Voyage de la délégation de l’Archevêché à Moscou du 1 au 5 novembre 2019
Mgr Jean était accompagné d’une délégation de 105 clercs et laïcs venus de France, d’Allemagne, de Belgique, des Pays-Bas, d’Italie, de Suède et du Royaume-Uni.
Le patriarcat a pris à sa charge les visas et toute la logistique sur le territoire russe, notamment les transports et l’hôtel où était logée l’essentiel de la délégation venue d’Europe occidentale. Cette logistique était mise en œuvre par des collaborateurs du métropolite Antoine de Chersonèse et de l’évêque Savva de Zelenograd et de volontaires issus de paroisses. La coordination a été assurée de façon aussi courtoise qu’efficace par le hiérodiacre Michée (Sorret) et André Brilkov.
Les billets d’avions et les dernières démarches pour les visas étaient à notre charge. Quelques malentendus administratifs dans certains consulats ont donné des inquiétudes mais tout s’est arrangé pour l’essentiel. Du côté de l’Archevêché la coordination était assurée aussi efficacement que courtoisement – ce qui a été très apprécié – par Matthieu Jurconi sous l’autorité du TRP Jean Gueit.
La consigne d’apporter une bouteille de vin comme cadeau à nos hôtes a été bien accueillie par les membres de la délégation et très largement respectée – et appréciée par les bénéficiaires.

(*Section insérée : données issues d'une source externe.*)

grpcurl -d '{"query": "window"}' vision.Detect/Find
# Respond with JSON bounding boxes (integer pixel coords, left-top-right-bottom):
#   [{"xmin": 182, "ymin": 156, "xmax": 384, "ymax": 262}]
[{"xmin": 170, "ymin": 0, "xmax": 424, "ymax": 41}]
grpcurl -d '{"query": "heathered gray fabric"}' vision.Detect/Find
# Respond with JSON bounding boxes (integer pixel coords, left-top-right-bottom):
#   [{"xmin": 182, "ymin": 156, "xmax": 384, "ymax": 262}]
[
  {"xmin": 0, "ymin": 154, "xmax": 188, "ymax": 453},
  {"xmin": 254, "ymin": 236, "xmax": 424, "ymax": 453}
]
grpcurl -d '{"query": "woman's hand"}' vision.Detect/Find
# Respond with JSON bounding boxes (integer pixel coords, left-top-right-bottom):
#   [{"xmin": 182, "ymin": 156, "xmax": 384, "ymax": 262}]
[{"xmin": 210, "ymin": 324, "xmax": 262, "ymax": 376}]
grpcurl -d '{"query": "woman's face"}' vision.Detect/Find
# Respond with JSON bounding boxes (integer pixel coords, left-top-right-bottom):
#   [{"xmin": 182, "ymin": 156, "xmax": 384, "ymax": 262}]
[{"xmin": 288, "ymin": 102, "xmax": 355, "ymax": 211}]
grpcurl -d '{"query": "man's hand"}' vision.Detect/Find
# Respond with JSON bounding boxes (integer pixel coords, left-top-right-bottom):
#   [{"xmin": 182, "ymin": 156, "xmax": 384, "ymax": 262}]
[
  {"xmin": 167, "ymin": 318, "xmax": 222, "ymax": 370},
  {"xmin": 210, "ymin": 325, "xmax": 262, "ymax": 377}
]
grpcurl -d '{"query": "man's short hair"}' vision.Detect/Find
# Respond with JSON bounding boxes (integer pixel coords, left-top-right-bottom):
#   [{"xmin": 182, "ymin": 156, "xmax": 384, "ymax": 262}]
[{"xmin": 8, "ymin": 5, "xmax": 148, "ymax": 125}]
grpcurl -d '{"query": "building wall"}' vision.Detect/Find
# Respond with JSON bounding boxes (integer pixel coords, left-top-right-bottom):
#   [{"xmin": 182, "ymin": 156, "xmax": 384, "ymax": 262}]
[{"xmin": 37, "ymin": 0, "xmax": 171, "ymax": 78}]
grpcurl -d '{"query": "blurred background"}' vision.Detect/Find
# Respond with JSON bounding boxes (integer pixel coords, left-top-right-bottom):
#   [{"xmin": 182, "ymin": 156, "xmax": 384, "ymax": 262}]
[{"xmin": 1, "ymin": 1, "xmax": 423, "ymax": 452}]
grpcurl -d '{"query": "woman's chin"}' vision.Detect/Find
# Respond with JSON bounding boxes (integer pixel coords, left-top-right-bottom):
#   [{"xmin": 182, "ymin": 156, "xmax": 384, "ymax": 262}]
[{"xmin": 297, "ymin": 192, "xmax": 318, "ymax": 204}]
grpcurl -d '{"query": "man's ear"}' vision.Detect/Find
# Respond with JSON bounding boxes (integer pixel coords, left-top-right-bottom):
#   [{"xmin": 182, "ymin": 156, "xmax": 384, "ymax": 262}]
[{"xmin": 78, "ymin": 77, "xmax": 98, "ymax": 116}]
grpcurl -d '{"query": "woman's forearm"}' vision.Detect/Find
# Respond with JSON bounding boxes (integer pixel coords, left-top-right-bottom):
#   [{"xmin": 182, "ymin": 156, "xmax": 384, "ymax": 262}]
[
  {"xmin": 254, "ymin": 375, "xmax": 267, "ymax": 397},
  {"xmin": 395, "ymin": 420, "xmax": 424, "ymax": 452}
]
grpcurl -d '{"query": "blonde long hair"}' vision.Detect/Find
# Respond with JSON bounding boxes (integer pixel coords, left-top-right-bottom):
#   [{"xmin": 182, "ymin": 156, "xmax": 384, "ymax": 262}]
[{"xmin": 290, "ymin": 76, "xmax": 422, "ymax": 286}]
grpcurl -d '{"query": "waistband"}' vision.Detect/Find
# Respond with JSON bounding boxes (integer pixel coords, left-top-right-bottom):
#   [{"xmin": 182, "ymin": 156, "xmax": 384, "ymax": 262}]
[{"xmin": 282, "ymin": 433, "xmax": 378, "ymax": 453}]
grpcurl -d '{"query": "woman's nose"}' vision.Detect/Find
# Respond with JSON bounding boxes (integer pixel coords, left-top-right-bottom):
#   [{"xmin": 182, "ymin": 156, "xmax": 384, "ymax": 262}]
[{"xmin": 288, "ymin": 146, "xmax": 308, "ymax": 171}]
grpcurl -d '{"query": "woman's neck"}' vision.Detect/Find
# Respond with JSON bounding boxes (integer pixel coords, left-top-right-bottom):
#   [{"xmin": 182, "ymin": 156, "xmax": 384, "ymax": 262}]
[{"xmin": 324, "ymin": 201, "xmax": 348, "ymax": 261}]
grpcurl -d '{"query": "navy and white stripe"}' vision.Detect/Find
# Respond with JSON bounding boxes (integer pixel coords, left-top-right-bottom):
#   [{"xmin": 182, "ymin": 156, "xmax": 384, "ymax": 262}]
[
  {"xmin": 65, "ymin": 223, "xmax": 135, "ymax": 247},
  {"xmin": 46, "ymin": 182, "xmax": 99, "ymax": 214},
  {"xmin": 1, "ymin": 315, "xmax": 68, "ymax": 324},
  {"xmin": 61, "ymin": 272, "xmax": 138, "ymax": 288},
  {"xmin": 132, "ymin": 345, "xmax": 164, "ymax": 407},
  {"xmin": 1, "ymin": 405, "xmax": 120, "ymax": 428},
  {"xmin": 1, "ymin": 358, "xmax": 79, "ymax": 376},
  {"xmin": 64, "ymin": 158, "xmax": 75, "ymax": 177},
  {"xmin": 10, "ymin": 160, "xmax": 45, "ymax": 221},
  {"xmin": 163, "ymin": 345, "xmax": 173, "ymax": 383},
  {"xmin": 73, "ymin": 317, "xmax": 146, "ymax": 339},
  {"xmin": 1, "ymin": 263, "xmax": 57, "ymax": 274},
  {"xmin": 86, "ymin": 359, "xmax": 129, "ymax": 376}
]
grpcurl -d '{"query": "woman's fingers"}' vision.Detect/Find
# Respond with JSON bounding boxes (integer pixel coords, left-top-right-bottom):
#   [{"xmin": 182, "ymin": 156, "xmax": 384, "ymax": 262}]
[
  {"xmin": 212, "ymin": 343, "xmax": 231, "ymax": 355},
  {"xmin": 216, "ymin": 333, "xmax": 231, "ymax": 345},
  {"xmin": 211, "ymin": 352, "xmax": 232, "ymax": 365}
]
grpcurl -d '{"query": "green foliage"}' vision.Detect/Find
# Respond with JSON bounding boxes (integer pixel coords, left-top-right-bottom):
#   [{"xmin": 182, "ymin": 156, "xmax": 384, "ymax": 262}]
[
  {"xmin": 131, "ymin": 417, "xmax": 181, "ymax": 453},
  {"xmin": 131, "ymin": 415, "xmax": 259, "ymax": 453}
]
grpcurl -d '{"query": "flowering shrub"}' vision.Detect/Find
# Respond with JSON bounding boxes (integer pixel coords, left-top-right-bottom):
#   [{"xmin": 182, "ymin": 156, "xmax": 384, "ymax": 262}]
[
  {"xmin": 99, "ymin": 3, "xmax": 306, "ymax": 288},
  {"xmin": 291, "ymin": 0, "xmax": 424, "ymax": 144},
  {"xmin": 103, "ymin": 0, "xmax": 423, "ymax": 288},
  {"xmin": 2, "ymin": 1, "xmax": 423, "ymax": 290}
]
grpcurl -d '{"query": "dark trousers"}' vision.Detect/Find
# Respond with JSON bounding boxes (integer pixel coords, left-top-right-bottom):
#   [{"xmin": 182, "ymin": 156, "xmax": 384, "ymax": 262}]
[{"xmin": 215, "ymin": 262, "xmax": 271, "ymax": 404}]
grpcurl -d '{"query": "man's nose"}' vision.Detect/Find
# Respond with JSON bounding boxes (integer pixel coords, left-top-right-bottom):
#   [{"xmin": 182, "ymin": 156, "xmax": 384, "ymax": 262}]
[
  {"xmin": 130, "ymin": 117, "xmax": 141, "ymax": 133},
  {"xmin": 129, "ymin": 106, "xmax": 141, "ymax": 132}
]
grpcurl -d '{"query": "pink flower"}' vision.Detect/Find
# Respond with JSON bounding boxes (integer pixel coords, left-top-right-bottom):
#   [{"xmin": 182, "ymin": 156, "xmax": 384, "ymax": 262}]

Tout au long du séjour, pour les offices et les visites la délégation de l’Archevêché a été très bien reçue, Mgr Jean a été constamment entouré et reçu par des interlocuteurs de son rang, le métropolite Antoine et l’évêque Savva ont le plus souvent été à ses côtés.
Notre délégation a aussi été constamment entourée de journalistes et des reportages étaient quotidiennement diffusés sur les chaines de télévision russes ainsi que sur internet, notamment sur le site du Patriarcat de Moscou. A notre connaissance, la presse russe a essentiellement eu une attitude informative sur l’objet et le déroulement de cette visite.
Néanmoins on a pu regretter la présence au sein de la délégation de notre Archevêché de personnes qui dans un passé encore récent manifestaient une vive hostilité à l’encontre de l’Archevêché mais sont apparus très présents devant les caméras ; d’autres éléments, extérieurs à l’Archevêché, tentant de se glisser avec insistance dans la délégation ont dû être tenus à distance.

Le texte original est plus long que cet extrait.